LIPUTAN KHUSUS:
Studi: Eropa Mendominasi 50% Perdagangan Sirip Hiu di Asia
Penulis : Kennial Laia
Studi mengungkap bahwa negara-negara Eropa menguasai hampir 50% dari perdagangan sirip hiu di Asia. Diperlukan aturan dan praktik berkelanjutan agar tidak punah.
Konservasi
Kamis, 10 Maret 2022
Editor : Sandy Indra Pratama
BETAHITA.ID - Negara-negara Eropa disebut menjual sirip ikan hiu dalam jumlah besar ke Asia. Laporan terbaru, yang diterbitkan oleh International Fund for Animal Welfare (IFAW) menyatakan bahwa mereka mendominasi hampir 50% perdagangan.
Saat ini, populasi hiu terus menurun, yang disebabkan oleh perdagangan sirip hiu global. Tahun lalu, ilmuwan menemukan sepertiga dari spesies hiu dan pari dieksploitasi secara berlebihan hingga hampir punah. Hal ini membahayakan kesehatan seluruh ekosistem laut dan ketahanan pangan bagi banyak negara.
Analisis melihat data bea cukai selama hampir dua dekade di tiga puast perdagangan utama Asia dari tahun 2003 hingga 2020. Ditemukan bahwa meskipun pasar utama untuk produk terkait sirip berada di Asia, negara Eropa – dipimpin oleh Spanyol, Portugal, Belanda, Prancis, dan Italia – merupakan pemain penting dalam memasok pasar legal ini. Untuk diketahui, Cina termasuk pemasok besar sirip hiu namun tidak tercakup dalam penelitian tersebut.
Menurut laporan tersebut, lebih dari 50% perdagangan sirip hiu global berlokasi di Hong Kong, Singapura, dan Taiwan.

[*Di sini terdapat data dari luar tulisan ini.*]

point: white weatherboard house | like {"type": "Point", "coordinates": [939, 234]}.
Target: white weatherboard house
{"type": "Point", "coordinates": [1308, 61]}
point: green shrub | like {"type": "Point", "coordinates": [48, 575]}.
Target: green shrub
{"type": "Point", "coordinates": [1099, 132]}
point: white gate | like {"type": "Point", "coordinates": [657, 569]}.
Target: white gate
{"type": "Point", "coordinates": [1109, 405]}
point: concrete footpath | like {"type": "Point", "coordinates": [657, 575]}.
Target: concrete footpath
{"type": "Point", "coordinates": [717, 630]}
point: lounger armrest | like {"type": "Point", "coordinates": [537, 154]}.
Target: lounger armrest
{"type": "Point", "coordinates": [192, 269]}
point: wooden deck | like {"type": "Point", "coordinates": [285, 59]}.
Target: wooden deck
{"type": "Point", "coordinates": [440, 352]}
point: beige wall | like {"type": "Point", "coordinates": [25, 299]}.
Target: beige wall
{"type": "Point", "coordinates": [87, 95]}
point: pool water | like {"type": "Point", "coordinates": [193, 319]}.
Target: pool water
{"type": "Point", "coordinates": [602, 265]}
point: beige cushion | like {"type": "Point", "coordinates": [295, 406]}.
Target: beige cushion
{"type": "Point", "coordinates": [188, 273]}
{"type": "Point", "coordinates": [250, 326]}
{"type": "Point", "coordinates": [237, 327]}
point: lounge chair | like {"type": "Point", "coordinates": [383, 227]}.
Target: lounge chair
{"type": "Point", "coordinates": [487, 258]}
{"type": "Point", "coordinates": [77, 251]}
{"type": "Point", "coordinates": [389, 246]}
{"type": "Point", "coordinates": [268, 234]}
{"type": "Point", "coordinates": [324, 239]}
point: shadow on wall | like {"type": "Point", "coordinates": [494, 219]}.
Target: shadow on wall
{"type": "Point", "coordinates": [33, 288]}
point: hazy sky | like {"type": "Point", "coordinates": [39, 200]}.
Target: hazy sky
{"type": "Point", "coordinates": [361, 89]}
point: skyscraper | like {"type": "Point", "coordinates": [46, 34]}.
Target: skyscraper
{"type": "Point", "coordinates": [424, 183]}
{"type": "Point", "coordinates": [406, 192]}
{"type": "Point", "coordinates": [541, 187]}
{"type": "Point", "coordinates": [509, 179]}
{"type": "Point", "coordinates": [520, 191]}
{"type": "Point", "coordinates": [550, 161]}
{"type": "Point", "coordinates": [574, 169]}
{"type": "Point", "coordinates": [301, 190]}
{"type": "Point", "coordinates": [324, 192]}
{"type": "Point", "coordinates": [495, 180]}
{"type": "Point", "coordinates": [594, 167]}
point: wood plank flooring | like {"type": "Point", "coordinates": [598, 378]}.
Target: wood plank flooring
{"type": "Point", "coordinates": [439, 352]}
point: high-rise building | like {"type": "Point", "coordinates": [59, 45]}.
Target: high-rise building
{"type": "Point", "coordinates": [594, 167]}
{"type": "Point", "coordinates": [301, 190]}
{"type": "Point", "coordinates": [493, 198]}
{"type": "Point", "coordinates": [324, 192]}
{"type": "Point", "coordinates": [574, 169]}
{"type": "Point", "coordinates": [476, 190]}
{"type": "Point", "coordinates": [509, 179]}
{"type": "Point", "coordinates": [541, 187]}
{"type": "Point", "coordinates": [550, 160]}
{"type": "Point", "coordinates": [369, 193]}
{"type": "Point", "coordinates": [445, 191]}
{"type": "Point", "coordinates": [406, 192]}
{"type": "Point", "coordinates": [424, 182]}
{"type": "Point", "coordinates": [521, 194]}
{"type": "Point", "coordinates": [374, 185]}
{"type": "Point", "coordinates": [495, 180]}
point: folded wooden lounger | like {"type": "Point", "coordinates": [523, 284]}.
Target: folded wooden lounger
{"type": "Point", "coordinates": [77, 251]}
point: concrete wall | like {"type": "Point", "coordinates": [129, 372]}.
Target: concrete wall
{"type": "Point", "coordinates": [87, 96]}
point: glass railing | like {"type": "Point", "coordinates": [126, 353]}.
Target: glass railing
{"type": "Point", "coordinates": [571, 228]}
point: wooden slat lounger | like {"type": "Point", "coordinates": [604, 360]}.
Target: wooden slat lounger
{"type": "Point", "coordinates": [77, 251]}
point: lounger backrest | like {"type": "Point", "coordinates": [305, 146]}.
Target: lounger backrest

Sejauh ini Spanyol merupakan sumber utama impor sirip hiu ke Hong Kong, Singapura, dan Taiwan, sebanyak 51.785 ton selama periode 2003-2020, dengan rata-rata tahunan 2.877 ton. Sementara itu Singapura menjadi penerima terbesar kedua dari Spanyol, dengan jumlah 17.006 ton.
Barbara Slee, penulis laporan IFAW, mengatakan bahwa “kecil atau beasr, pesisir atau laut lepas, spesies hiu menghilang, dengan upaya pengelolaan sedikit demi sedikit hingga saat ini gagal menghentikan penurunan populasi mereka,” dalam keterangan di situs resmi, akhir Februari lalu.
Slee menyerukan agar Uni Eropa (UE) mengambil peran dalam membatasi perdagangan hiu di wilayahnya untuk mencegah kepunahan spesies tersebut. Dalam laporannya, IFAW juga mendesak agar hiu didaftarkan dalam Konvensi tentang Perdagangan Internasional Spesies Tumbuhan dan Satwa Liar Terancam Punah (Cites) appendix II, yang akan memberikan perlindungan dan pemantauan yang lebih besar.
“Pengelolaan perikanan yang efektif seringkali tidak dilakukan sampai populasinya sangat rendah atau terancam. Namun ketika diterapkan, populasi hiu terbukti pulih,” kata Slee.
“Seperti yang ditunjukkan dalam laporan kami, UE adalah pemain kunci di pasar hiu global dan memiliki tanggung jawab penting untuk memberlakukan persyaratan berkelanjutan.”
Menurut Slee, saat ini hanya seperempat dari produk hiu yang tunduk pada kontrol impor dan ekspor yang membuktikan bahwa sumbernya legal dan berkelanjutan. Dengan kata lain terdapat 75% yang tidak memperhatikan atau memastikan bahwa rantai pasoknya legal dan diperdagangkan dalam jumlah yang lestari.
Menurut IFAW, saat ini lebih dari 100 juta hiu dibunuh di seluruh dunia setiap tahun dalam perikanan komersil.
Dalam laporan yang berjudul Supply and Demand: The EU’s role in the global shark trade, IFAW mengungkap sebanyak 188.368 ton produk sirip hiu diimpor ke Hong Kong, Singapura, dan Taiwan antara tahun 2003 dan 2020. Dari total jumlah ini, negara UE bertanggung jawab atas 28% atau 53.407 ton.
Sementara itu, ketika perdagangan produk sirip hiu menurun sejak 2017, proporsi ekspor Uni Eropa ke tiga negara tersebut meningkat sebesar 45% pada 2020.
Stan Shea, dari kelompok konservasi laut BLOOM Association Hong Kong, dan rekan penulis laporan, mengatakan bahwa meskipun banyak yang menempatkan beban perubahan pada negara yang mengonsumsi, terutama di Asia, tanggung jawab penurunan populasi spesies hiu ada di semua pihak.
“Yang sama-sama bertanggung jawab atas penurunan populasi hiu adalah semua negara dengan armada penangkapan ikan yang beroperasi secara internasional dan perdagangan produk hiu,” katanya.
Laporan dari IFAW juga menemukan perbedaan data dalam angka impor dan ekspor, yang menunjukkan potensi kesalahan pelaporan dalam perdagangan sirip hiu.